Si Gladman / 23 February 2023

Removing the right of religious missionaries to take over classrooms to deliver Religious Instruction in Queensland state schools would not be controversial, a secular advocacy group has said.

In an interview on ABC Radio Far North on Tuesday, Alison Courtice, of Queensland Parents for Secular State Schools (QPSSS), said the state government had already demonstrated that it could deal with more difficult religious “hot potato” issues such as abortion rights and voluntary assisted dying.

Listen to the full interview here (from 7:45 mark).

“Religious instruction, as far as the political aspect of it, seems to us to be pretty low-hanging fruit. All the government has to do is say, ‘Look religion should be done in family time. And we need that time back for teachers.’ That shouldn’t be very controversial,” she said. 

“The state government has in recent times stood up to the religious lobby groups’ pressure and they have decriminalised abortion, they have passed voluntary assisted dying.

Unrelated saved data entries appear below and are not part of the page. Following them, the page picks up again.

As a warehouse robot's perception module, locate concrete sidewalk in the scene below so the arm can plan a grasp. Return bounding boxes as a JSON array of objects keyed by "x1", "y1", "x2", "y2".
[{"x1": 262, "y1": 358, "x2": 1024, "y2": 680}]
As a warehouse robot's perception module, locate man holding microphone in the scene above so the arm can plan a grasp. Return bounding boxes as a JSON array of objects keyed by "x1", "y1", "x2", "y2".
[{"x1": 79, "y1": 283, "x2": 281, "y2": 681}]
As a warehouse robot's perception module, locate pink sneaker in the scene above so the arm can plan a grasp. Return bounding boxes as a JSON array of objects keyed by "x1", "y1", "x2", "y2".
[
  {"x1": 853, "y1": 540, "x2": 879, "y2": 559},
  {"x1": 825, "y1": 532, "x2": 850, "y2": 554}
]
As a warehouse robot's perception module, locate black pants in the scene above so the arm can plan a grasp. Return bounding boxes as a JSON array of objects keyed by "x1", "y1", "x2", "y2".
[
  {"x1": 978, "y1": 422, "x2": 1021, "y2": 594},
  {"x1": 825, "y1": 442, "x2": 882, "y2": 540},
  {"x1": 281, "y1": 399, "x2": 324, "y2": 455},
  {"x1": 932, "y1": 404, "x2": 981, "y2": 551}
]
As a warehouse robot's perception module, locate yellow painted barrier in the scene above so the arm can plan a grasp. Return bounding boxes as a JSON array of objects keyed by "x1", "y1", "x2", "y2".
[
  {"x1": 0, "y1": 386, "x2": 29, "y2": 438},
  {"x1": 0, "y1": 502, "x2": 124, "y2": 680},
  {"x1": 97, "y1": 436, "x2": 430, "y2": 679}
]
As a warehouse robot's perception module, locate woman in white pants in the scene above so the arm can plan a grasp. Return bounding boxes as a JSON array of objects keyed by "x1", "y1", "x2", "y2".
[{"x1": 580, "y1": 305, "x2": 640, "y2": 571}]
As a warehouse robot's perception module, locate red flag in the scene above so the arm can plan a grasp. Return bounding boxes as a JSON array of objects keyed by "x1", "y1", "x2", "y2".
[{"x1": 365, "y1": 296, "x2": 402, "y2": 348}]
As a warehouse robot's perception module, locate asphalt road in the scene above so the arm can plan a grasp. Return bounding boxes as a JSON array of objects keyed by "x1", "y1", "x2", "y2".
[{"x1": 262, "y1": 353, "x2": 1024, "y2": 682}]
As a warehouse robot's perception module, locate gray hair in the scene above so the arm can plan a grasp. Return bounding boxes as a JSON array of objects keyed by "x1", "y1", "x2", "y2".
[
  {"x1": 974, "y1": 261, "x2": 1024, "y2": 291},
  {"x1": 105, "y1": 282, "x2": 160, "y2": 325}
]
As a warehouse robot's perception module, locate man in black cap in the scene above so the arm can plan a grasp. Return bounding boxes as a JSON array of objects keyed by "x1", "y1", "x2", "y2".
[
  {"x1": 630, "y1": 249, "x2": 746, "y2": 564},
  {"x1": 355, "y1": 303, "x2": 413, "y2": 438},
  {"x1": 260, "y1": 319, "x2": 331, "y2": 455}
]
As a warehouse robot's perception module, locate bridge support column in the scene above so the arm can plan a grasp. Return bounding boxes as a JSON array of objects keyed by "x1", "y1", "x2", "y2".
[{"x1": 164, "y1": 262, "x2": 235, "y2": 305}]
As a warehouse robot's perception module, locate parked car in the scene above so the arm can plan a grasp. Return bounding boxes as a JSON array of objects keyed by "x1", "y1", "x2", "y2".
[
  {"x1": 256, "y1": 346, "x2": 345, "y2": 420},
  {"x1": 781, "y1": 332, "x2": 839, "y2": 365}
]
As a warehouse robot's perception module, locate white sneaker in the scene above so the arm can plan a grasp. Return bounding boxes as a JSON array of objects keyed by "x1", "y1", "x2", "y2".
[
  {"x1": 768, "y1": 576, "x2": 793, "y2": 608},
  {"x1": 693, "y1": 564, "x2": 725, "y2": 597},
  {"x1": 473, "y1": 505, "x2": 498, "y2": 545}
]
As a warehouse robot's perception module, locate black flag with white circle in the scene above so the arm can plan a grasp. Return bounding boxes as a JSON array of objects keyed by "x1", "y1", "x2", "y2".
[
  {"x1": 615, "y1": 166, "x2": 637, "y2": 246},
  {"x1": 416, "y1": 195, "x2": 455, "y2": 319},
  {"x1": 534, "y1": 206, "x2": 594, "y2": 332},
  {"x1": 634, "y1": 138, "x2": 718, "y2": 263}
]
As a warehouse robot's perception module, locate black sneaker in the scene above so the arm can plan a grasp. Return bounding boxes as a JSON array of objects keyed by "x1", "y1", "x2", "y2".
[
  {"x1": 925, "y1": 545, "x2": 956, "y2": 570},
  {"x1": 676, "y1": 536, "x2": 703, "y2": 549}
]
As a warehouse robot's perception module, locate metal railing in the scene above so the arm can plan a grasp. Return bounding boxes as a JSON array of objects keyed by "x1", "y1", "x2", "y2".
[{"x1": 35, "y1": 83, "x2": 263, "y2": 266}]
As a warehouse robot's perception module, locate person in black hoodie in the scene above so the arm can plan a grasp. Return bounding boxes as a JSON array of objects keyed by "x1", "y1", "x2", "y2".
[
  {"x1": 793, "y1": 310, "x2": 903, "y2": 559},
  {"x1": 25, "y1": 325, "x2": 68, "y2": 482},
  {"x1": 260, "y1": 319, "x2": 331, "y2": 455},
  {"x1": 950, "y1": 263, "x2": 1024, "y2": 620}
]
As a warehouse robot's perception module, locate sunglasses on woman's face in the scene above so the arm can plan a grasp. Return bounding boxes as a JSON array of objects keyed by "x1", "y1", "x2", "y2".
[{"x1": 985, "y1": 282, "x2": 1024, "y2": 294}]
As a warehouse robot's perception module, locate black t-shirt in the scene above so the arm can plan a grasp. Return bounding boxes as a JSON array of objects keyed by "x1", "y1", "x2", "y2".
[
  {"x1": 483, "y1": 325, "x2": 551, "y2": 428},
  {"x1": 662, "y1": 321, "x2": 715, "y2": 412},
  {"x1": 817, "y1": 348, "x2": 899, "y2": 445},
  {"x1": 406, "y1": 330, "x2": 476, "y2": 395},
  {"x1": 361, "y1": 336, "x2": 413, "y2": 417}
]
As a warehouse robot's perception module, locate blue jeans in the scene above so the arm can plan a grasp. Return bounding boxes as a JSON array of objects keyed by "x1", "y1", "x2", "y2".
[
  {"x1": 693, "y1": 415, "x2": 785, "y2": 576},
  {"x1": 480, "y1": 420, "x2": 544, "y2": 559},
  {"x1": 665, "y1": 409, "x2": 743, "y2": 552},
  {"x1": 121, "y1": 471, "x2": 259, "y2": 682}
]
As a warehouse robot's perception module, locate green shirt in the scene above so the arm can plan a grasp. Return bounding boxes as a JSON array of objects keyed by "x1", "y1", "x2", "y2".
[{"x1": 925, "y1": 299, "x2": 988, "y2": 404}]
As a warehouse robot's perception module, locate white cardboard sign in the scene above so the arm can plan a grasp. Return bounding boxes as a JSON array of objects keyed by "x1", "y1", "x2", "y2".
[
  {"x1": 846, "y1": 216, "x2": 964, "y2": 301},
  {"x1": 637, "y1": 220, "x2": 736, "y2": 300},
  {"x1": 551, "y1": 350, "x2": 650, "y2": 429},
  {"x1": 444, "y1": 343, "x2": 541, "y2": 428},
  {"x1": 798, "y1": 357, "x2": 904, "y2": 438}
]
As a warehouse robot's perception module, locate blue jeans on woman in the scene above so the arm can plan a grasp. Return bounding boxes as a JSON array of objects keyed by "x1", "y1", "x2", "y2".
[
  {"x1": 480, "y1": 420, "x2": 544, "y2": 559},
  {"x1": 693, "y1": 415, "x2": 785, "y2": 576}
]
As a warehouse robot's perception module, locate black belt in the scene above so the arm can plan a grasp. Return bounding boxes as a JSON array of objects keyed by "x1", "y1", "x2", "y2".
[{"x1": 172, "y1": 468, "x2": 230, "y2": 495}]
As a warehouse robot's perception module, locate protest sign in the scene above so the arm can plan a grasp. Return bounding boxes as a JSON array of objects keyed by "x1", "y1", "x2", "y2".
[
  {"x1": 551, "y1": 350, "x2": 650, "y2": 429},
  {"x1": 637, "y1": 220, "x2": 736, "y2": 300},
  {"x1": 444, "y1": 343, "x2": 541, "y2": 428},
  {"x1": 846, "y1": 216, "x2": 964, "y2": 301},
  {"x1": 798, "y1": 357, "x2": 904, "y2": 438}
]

Now, those two political hot potatoes are dealt with and now we have moved on from that.

“So simply saying we need to take the right of entry of churches to do Sunday School in a classroom out of legislation to me seems to be something that should be a lot more straightforward and way less controversial than what they’ve already done with religious hot potatoes.”

 

Calls are mounting for the government to review the program in public schools, with teaching professionals and secular advocates labelling the program a “waste of time”.

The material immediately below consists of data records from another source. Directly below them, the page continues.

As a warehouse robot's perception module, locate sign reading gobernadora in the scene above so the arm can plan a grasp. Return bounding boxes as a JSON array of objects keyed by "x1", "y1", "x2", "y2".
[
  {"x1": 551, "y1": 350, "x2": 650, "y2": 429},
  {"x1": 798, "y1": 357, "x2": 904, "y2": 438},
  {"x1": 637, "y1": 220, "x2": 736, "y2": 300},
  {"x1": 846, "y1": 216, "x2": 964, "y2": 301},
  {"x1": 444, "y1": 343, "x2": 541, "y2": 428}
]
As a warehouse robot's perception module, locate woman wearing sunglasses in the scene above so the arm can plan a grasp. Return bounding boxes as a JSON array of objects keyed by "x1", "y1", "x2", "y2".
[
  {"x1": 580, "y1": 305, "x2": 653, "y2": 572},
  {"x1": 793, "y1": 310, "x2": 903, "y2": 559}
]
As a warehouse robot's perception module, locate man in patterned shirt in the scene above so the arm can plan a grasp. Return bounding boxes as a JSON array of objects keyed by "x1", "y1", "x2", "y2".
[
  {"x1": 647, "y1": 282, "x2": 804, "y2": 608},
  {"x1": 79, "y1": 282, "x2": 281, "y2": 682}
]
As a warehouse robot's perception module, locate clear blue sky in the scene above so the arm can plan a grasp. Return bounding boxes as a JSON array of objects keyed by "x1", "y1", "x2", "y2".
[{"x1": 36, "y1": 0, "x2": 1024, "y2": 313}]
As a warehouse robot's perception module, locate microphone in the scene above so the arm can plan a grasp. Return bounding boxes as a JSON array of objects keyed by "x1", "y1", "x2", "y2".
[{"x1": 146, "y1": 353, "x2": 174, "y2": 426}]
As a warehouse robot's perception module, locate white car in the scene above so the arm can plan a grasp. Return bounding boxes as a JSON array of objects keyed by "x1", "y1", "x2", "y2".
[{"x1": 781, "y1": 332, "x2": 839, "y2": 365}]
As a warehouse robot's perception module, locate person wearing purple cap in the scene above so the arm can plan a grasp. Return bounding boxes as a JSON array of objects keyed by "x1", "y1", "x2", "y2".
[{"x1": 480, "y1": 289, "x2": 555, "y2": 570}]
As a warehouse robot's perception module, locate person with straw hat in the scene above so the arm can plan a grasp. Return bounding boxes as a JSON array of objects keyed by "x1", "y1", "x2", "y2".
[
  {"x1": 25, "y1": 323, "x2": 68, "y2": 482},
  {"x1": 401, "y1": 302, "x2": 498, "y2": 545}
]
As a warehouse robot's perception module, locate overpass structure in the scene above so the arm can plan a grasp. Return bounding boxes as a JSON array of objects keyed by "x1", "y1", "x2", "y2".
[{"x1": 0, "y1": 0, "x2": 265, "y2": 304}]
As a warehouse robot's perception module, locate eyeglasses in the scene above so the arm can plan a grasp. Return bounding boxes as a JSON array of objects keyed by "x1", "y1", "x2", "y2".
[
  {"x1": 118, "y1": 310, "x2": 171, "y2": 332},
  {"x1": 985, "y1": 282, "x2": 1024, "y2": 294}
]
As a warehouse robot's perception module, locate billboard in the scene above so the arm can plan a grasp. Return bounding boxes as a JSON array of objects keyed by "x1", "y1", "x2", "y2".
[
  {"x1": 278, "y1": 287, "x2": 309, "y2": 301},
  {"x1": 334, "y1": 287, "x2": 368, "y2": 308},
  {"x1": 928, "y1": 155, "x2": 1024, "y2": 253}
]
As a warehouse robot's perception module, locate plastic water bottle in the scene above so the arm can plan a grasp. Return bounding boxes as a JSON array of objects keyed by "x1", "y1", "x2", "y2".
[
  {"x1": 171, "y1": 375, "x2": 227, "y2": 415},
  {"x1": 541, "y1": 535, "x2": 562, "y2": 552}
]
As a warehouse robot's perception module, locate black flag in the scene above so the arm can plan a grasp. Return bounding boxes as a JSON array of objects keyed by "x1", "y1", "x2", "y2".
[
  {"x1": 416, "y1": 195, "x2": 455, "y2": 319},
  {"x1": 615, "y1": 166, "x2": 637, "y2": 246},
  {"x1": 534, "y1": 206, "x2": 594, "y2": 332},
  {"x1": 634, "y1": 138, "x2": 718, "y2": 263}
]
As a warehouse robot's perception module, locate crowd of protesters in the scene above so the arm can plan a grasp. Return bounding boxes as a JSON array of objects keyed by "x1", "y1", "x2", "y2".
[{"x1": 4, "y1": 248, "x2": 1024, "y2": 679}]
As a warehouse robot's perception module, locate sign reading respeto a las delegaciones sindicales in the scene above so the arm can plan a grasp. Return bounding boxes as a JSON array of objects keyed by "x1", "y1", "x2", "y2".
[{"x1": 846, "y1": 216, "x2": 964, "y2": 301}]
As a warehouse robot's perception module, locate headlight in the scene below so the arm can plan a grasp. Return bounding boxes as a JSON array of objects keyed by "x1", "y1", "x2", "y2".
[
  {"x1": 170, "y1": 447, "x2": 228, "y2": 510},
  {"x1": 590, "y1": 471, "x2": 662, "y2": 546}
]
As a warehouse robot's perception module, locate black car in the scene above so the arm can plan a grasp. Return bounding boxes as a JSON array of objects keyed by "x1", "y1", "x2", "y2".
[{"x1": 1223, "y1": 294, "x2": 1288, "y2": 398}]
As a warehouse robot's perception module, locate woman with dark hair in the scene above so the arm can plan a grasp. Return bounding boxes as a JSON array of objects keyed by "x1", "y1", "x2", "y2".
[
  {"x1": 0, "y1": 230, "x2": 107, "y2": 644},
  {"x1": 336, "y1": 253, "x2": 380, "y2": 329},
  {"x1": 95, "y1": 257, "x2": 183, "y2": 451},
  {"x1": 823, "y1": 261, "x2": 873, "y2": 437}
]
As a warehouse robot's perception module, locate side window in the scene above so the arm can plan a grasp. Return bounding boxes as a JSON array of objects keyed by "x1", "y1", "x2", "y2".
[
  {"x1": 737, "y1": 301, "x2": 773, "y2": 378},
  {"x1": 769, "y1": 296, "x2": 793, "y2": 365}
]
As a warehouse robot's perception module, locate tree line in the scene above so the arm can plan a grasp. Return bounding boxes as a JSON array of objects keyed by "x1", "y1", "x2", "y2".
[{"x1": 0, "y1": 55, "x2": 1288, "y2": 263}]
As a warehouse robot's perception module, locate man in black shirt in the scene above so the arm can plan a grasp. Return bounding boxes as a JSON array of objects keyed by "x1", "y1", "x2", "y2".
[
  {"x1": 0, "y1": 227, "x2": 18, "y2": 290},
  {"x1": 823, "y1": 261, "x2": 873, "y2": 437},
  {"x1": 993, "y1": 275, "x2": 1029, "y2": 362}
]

Last weekend, The Courier Mail revealed that just one-third of students had parental consent to take part in the RI program – meaning that the program was disrupting most students’ learning time.

Tracy Tully, of the Teachers Professional Association of Queensland, told The Courier Mail that non-participating students would end up playing games for an hour each week while religious missionaries took over class time to deliver RI.

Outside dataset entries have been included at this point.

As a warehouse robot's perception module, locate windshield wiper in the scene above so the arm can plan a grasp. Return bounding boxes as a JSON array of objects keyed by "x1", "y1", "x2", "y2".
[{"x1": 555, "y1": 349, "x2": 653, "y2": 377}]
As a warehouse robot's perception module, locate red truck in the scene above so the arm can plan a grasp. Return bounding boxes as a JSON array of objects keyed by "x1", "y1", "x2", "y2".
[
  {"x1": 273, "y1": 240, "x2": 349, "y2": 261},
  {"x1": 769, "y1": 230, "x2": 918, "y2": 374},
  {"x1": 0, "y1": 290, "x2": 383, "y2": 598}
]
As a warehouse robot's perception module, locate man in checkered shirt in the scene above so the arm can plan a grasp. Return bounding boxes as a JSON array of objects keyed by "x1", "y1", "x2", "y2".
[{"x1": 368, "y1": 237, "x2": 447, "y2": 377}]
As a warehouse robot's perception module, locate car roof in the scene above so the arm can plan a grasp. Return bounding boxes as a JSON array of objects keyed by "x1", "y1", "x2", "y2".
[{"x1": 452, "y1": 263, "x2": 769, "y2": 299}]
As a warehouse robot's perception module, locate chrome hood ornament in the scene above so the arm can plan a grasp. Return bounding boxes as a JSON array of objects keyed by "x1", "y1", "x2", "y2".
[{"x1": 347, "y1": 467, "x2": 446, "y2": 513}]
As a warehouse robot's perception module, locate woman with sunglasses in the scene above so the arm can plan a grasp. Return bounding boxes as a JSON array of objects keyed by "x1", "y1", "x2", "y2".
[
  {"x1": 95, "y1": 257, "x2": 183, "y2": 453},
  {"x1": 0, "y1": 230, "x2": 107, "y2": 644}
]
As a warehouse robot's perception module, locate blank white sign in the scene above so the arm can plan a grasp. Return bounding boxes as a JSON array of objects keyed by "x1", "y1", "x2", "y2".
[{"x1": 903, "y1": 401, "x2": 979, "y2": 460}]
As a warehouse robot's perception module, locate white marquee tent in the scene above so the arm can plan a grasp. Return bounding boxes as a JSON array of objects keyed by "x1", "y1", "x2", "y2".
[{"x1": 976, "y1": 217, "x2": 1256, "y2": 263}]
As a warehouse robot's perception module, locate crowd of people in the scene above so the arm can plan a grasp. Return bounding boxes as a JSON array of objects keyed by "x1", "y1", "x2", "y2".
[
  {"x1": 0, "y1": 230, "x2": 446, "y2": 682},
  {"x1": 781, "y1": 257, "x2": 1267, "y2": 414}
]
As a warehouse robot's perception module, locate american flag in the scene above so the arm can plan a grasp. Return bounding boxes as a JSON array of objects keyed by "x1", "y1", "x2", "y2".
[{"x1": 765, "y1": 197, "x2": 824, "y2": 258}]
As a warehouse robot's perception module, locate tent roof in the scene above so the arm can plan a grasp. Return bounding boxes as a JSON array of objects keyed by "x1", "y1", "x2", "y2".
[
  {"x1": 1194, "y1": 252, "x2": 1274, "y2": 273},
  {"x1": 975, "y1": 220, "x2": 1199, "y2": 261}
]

Ms Courtice told ABC Radio that education minister Grace Grace should conduct a proper review of the RI program, allowing for all stakeholders to have a say in a transparent way.

QPSSS and the Rationalist Society of Australia last year raised concerns with Minister Grace about RI instructors treating public schools as mission fields.

In videos found online, Citipointe Church West missionaries told their congregation that they use the program to “harvest children for the Lord”.

In a letter to the RSA, however, a spokesperson for Minister Grace Grace said the government had “no plan to change the current arrangement”.